Figure 7.

Annexin A2 in tumor cell lines and modulation of plasminogen activation and cell invasion by SLPI. A–D: HN12 cultured on coverslips in 24-well plates were stained for DAPI (blue nuclei) (A), annexin A2 (FITC secondary antibody) (B), and SLPI(TRITC secondary antibody) (C), and the images overlaid (D). Yellow indicates colocalization. E: HN12, Tu1386, and NHEK cells (2 × 10⁵) were cultured in 12-well plates with SLPI (5 μg/mL), ε-amino-caproic acid (ACA) (0.5 M), and PBS for 1 hour in phenol red–free medium, incubated with 0.5 μmol/L plasminogen for 4 hours at 37°C and the cellular plasmin generated from plasminogen monitored by measuring amidolytic activity.
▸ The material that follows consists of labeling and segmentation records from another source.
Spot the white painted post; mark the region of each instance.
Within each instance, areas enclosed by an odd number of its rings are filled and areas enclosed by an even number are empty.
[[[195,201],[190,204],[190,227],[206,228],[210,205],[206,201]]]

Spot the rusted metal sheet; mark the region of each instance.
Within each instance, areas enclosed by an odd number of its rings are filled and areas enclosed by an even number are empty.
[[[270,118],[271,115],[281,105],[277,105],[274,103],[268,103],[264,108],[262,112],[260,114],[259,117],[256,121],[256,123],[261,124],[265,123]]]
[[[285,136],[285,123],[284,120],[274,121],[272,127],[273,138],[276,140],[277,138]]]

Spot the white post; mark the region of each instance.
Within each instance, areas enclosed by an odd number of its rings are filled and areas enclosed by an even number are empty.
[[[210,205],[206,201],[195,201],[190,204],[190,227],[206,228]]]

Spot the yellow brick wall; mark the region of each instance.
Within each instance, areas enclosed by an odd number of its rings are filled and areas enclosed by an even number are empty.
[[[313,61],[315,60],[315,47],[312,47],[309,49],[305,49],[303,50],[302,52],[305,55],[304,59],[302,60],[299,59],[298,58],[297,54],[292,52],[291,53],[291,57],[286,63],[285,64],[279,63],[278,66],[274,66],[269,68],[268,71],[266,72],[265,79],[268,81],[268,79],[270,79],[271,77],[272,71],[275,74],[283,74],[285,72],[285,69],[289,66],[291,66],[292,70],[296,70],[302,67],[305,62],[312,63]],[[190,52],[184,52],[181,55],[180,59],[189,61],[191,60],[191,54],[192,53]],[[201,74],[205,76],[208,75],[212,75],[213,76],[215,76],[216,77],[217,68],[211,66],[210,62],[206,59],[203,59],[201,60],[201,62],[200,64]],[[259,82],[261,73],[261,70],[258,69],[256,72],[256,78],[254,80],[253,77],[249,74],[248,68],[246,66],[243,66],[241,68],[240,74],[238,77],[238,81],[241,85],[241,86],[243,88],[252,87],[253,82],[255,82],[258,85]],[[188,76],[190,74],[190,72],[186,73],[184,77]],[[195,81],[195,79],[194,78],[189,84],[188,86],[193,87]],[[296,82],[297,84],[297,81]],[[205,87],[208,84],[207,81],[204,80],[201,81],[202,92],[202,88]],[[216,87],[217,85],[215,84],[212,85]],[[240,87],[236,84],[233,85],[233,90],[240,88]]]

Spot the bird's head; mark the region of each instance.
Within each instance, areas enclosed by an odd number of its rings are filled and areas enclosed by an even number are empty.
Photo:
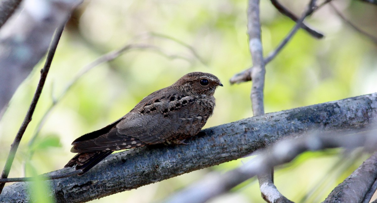
[[[198,96],[212,95],[218,86],[222,86],[214,75],[207,73],[193,72],[188,73],[173,85],[182,92]]]

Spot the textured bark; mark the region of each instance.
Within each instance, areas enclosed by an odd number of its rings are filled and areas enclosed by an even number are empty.
[[[187,145],[144,147],[110,155],[82,176],[48,181],[58,202],[82,202],[242,157],[284,138],[377,129],[377,93],[242,119],[208,128]],[[54,174],[71,171],[63,169]],[[30,197],[29,183],[6,187],[0,202]]]
[[[44,55],[54,33],[80,0],[25,0],[0,29],[0,111]],[[36,6],[36,5],[37,6]]]

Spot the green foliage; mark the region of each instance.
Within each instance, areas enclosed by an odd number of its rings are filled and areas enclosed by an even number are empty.
[[[306,3],[296,2],[290,9],[300,14]],[[290,2],[282,2],[290,5]],[[375,18],[368,15],[371,9],[358,1],[351,2],[348,6],[343,5],[342,12],[354,17],[358,15],[357,20],[362,18],[365,22],[358,25],[376,33],[373,30]],[[261,1],[261,5],[262,39],[267,56],[294,24],[279,14],[269,2]],[[61,168],[74,155],[69,152],[74,139],[113,122],[144,97],[189,72],[210,72],[224,85],[215,95],[216,108],[205,127],[252,116],[251,83],[231,86],[227,82],[234,74],[252,64],[247,34],[247,6],[245,1],[238,0],[100,0],[83,4],[70,21],[77,24],[67,26],[63,32],[41,100],[16,155],[12,176],[21,176],[22,171],[19,169],[24,167],[28,176]],[[325,34],[323,39],[314,39],[299,30],[267,65],[266,112],[377,91],[375,45],[342,24],[328,8],[324,7],[306,21]],[[369,11],[364,12],[365,9]],[[168,35],[190,47],[148,34],[151,32]],[[51,112],[34,144],[27,145],[39,127],[37,121],[52,102],[50,92],[55,97],[59,95],[79,70],[103,54],[136,43],[157,48],[131,50],[86,73]],[[37,70],[43,64],[36,67],[16,92],[0,122],[0,148],[4,151],[9,151],[9,143],[26,112],[39,77]],[[304,153],[287,168],[277,170],[275,182],[278,188],[292,200],[298,201],[318,179],[328,176],[326,169],[337,157],[332,154]],[[3,165],[6,155],[0,153],[0,165]],[[27,158],[31,159],[25,160]],[[247,160],[230,162],[96,202],[120,198],[124,201],[152,201],[200,179],[210,170],[226,171]],[[351,166],[346,170],[347,174],[357,166]],[[331,185],[341,182],[344,176],[340,176]],[[263,202],[257,185],[257,181],[252,180],[235,189],[235,192],[250,202]],[[43,182],[31,183],[30,192],[36,202],[52,202],[46,195],[48,187]],[[331,189],[324,190],[321,198]]]

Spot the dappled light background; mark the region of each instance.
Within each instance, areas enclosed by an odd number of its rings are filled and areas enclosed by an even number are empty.
[[[307,1],[281,2],[299,16],[307,3]],[[359,1],[336,0],[333,3],[360,29],[377,33],[376,6]],[[261,1],[261,4],[266,56],[294,24],[269,1]],[[74,139],[112,122],[144,97],[190,72],[213,73],[224,84],[215,94],[216,107],[205,128],[252,116],[251,82],[230,85],[228,82],[234,74],[252,64],[247,35],[247,6],[244,0],[85,1],[63,33],[9,177],[34,176],[62,168],[74,155],[69,151]],[[300,30],[266,66],[266,113],[377,91],[376,44],[348,26],[328,5],[306,22],[325,37],[316,39]],[[80,70],[102,55],[129,44],[151,47],[130,50],[85,74],[57,101],[39,131],[43,114]],[[44,63],[40,63],[18,88],[0,122],[1,167],[30,104]],[[357,156],[359,152],[354,152],[347,156],[356,161],[339,163],[341,151],[332,150],[303,154],[276,170],[277,187],[295,202],[304,200],[308,194],[307,201],[323,200],[368,156]],[[208,172],[222,173],[250,158],[92,202],[122,200],[137,203],[161,200]],[[319,185],[324,180],[325,184]],[[34,186],[48,189],[46,185]],[[40,198],[40,202],[49,200],[41,194],[35,198]],[[257,180],[254,179],[210,202],[264,201]]]

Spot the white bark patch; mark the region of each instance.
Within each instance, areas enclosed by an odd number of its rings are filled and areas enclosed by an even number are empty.
[[[274,202],[280,197],[280,193],[276,188],[265,183],[261,186],[261,192],[266,195],[267,199],[271,202]]]

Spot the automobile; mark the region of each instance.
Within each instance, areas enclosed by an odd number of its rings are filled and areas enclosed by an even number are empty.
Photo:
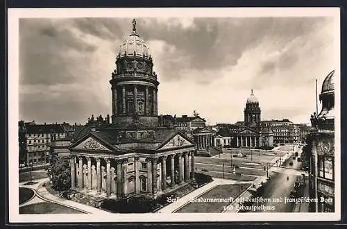
[[[300,189],[300,187],[301,187],[302,185],[302,183],[301,182],[296,182],[295,184],[294,184],[294,189],[296,190],[296,189]]]

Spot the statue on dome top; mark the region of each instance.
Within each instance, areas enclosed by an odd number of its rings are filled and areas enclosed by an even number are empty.
[[[135,18],[133,19],[133,31],[136,33],[136,20]]]

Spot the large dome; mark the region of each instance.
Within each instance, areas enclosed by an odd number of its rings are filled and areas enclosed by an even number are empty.
[[[247,98],[246,104],[257,104],[259,103],[258,99],[253,94],[253,90],[252,89],[251,96]]]
[[[120,45],[119,56],[149,56],[149,49],[141,38],[139,35],[136,32],[136,22],[133,22],[133,32],[129,34]]]
[[[322,85],[322,91],[321,93],[332,91],[335,89],[334,86],[334,75],[335,71],[332,71],[328,76],[325,77],[325,79],[323,82]]]

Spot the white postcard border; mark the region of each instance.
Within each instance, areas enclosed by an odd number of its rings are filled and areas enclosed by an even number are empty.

The reaction was initiated by adding colorimetric substrate H-d-norleucyl-hexahydrotyrosyl-lysine-p-nitroanilide to 200 μL of conditioned medium and monitored at 405 nm on a microplate reader. *P = 0.02; **P < 0.001. F: Tu1386 cells were incubated in the absence or presence of SLPI (5 μg/mL) in the invasive cell assay for 48 hours. Invasive cells were lysed and stained with CyQuant GR dye. Fluorescence was quantified using a 480-nm/530-nm filter set. *P = 0.003, Student's t-test. Results are representative of three experiments. G and H: After Tu1386 cells incubated in the absence (G) or presence (H) of SLPI (5 μg/mL) migrated in the invasive cell assay for 48 hours, the filters were fixed, incubated in DAPI, mounted, and photographed.